As the story opens, a young woman's mutilated body washes up on a beach outside Jeddah, Saudi Arabia. At first the police think she must be another housemaid; the foreign workers are the women the most found murdered in the area. It soon becomes clear such is not the case.
Meanwhile, Miriam Walker is returning to Jeddah from a month-long visit to her family in the United States. She and her husband Eric came to Saudi Arabia for a year for his work as a security guard. Miriam is not looking forward to her return, because she and Eric do not live in one of the compounds where most Americans live; he insisted it was safer and more authentic to live among city natives. Instead, they live in an apartment in town where Miriam is a virtual prisoner, because she knows no one and women going out unaccompanied risk stares from men and being stopped, perhaps jailed, by the religious police. Minutes after bringing Miriam home from the airport, Eric goes out for takeout…and doesn’t return. One of Miriam's worst nightmares becomes a reality.
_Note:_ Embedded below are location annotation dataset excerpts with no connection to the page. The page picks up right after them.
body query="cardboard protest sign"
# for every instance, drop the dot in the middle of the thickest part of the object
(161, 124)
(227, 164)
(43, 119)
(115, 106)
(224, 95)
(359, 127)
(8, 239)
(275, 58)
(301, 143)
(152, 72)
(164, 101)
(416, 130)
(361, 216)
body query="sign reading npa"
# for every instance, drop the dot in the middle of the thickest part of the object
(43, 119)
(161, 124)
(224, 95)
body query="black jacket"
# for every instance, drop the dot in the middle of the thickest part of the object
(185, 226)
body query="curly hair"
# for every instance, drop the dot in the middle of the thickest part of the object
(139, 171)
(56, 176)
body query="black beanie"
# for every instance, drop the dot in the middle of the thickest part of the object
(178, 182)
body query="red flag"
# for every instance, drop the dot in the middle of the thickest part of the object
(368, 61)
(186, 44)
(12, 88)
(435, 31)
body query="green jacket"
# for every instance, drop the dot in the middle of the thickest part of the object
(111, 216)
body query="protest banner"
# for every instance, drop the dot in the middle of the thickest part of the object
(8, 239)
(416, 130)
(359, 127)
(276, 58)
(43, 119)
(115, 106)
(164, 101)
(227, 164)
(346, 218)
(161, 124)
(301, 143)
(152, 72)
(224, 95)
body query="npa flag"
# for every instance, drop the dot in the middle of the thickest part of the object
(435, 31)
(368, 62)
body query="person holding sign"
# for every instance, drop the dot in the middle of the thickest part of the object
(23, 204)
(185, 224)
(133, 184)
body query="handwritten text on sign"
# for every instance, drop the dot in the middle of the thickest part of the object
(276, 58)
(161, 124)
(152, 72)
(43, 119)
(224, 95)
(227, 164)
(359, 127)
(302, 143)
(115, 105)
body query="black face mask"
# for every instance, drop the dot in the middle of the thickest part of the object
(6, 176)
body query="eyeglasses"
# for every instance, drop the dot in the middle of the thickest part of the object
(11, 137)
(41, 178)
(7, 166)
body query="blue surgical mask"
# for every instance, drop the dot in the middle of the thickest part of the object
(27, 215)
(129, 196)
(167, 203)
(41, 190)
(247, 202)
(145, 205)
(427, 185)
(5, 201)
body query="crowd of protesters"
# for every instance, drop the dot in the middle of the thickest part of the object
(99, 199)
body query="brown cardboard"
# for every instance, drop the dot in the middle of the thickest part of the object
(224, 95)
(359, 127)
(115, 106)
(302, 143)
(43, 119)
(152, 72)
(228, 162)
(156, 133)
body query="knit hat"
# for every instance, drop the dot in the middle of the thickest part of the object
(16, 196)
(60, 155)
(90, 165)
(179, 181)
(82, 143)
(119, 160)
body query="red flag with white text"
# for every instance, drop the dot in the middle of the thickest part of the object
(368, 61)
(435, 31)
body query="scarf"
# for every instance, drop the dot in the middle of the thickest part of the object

Back at police headquarters, Katya, a lab technician, and one of the few women who work for the police, searches the evidence for clues about the unidentified female murder victim. Katya is good at her job, but looking for more. When she decides to investigate the murder on the side, she asks her friend Nayir, who shows up unexpectedly, for help. Katya and Nayir have not seen each other since solving the mystery in Ferraris’s first novel, Finding Nouf.
And here’s where the various strands of the narrative start to merge and pick up speed and intensity. Ferraris does an excellent job integrating cultural issues into her who-done-it. She creates empathy for her Muslim characters while realistically depicting their lives. As a reader, I first found the restraints imposed by Muslim religious law quite frustrating, but somewhere in the middle of the book I began to accept them for what they are: the social milieu of the characters. Their concerns became real to me, and their actions more understandable.
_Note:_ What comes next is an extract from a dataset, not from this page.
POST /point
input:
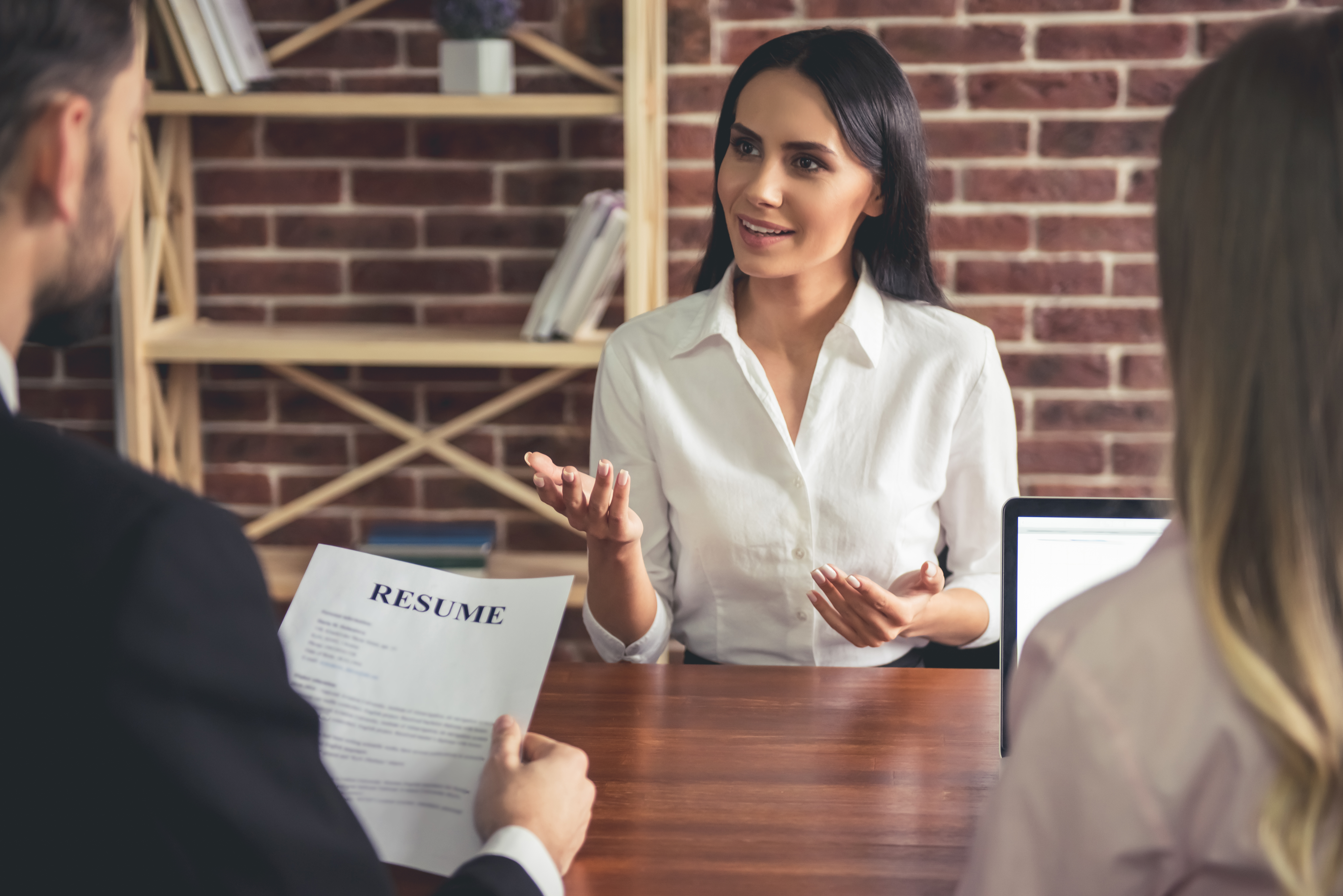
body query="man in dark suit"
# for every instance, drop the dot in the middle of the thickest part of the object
(152, 743)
At the same time, Ferraris shows that hiding women’s bodies from men will fend off temptation or prevent serious crimes against them. She also depicts the characters who choose humane action as opposed to strictly adhering to custom with the greatest sympathy and allows some religious characters come to question the role of law in their lives.
I highly recommend City of Veils for readers looking for a book that is both sensitive and entertaining. In fact, it should be required reading because it opens up a world that Americans need to understand.